Abstract

Introduction
Blau syndrome (BS) was first described in 1985 by Edward Blau and is a rare autosomal dominant disease characterised by the triad of arthritis, uveitis and dermatitis in early childhood. 1 The BS locus was later mapped to chromosome 16q12.1-13 by Tromp et al., and Miceli-Richard et al. subsequently identified the mutations in the CARD15/NOD2 gene. 1 BS is an exceptionally rare autoinflammatory disorder, with an estimated prevalence of 0.05 per 100,000 person-years. 2 We herein report a case of BS.
Case Presentation
A 9-year-old boy, born to a non-consanguineous couple with no family history of autoimmune disease, presented with a skin rash since 6 months of age. At 2 years of age, he developed bilateral wrist joint pain and swelling. Over the past 6 months, he has also developed reddish discolouration of the eyes with blurring of vision.
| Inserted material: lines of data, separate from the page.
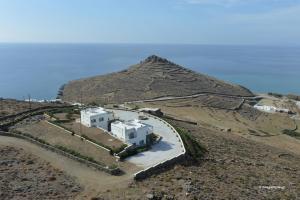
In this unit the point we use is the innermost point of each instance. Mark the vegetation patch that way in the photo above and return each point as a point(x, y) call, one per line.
point(112, 150)
point(77, 154)
point(193, 149)
point(134, 151)
point(291, 133)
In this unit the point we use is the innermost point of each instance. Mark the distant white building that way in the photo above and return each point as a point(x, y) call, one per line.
point(271, 109)
point(132, 132)
point(96, 117)
point(265, 108)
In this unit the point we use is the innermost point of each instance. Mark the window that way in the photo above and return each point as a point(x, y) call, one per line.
point(131, 135)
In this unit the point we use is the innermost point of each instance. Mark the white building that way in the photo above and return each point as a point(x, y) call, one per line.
point(132, 132)
point(96, 117)
point(271, 109)
point(266, 108)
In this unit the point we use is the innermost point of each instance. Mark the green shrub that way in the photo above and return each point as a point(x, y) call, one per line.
point(291, 133)
point(77, 154)
point(134, 151)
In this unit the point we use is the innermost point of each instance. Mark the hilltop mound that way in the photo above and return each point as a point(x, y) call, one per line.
point(154, 77)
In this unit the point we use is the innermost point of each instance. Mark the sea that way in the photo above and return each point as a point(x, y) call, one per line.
point(39, 70)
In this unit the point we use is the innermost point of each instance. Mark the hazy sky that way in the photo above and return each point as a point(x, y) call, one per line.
point(151, 21)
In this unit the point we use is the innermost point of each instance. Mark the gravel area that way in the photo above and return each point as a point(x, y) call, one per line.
point(167, 148)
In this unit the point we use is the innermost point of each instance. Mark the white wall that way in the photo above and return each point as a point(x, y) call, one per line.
point(122, 133)
point(140, 134)
point(86, 119)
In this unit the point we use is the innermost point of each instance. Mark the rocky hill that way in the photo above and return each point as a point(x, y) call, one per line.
point(154, 77)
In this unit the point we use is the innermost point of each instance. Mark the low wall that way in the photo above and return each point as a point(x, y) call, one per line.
point(159, 167)
point(56, 150)
point(33, 110)
point(167, 163)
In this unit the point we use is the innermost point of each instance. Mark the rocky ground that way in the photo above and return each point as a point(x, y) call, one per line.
point(12, 106)
point(234, 168)
point(25, 176)
point(154, 77)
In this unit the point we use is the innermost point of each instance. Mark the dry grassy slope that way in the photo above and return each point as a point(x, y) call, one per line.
point(153, 77)
point(246, 122)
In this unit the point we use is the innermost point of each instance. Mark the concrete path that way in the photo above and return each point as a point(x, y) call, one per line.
point(169, 147)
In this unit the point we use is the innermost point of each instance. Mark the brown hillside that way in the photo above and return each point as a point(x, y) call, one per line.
point(154, 77)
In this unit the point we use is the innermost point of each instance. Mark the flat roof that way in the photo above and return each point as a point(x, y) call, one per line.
point(130, 124)
point(95, 111)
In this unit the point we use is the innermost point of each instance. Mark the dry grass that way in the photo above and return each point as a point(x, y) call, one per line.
point(95, 134)
point(57, 136)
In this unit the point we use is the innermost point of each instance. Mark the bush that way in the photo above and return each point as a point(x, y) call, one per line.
point(134, 151)
point(275, 94)
point(193, 148)
point(291, 133)
point(77, 154)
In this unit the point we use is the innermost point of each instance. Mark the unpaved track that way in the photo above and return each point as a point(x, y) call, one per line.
point(93, 181)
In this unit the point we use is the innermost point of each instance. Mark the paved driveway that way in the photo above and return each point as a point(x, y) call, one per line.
point(168, 147)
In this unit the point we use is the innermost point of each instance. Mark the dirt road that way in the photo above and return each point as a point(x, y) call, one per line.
point(91, 180)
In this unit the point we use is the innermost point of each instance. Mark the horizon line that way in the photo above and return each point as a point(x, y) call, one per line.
point(140, 43)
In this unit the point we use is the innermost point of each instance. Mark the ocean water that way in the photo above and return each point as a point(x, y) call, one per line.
point(40, 69)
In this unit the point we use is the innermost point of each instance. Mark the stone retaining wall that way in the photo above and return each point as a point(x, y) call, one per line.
point(56, 150)
point(167, 163)
point(159, 167)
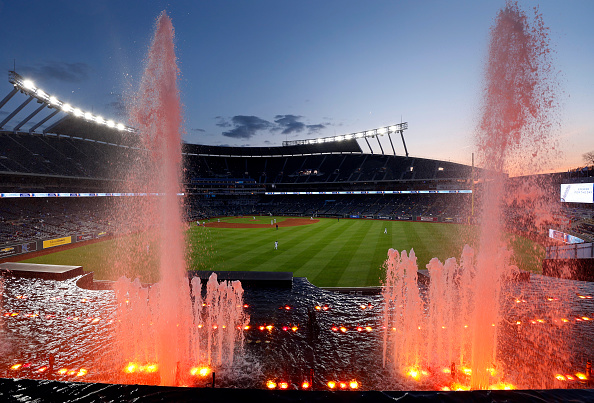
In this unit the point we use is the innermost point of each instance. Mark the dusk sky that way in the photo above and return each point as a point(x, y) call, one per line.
point(257, 73)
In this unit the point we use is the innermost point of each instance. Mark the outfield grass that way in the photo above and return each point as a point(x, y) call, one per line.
point(329, 253)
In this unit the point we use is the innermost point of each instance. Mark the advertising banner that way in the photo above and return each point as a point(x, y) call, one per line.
point(424, 218)
point(8, 251)
point(84, 237)
point(17, 249)
point(50, 243)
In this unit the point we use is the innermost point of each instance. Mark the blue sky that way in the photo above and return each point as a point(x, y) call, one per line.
point(261, 72)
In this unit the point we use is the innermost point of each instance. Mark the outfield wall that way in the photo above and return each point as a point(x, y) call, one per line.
point(47, 243)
Examination revealed a coarse face (Figure 1A) with a photosensitive maculopapular rash over the whole body with nasolabial sparing. He also had boggy swelling over the wrist, camptodactyly and polyarthritis (wrist, knee and small joints of the hands) (Figure 1B). Boutonniere deformity was noted in the bilateral thumbs. Ophthalmologic examination showed bilateral band-shaped keratopathy (Figure 1C), anterior uveitis and glaucoma with an Intra Ocular Pressure of 26 mmHg in both eyes (Normal: 12-21 mmHg). Systemic examination revealed a liver 2 cm below the right costal margin. Hypogonadism was also seen. On evaluation, hemogram, ESR, CRP, lipid profile, thyroid, renal and liver function tests were normal. Rheumatoid factor, ANA(IF) and ANA profile were also negative. Urine routine and urine glycosaminoglycans were normal. Ultrasound of the abdomen and pelvis revealed hepatosplenomegaly with bilateral small testes.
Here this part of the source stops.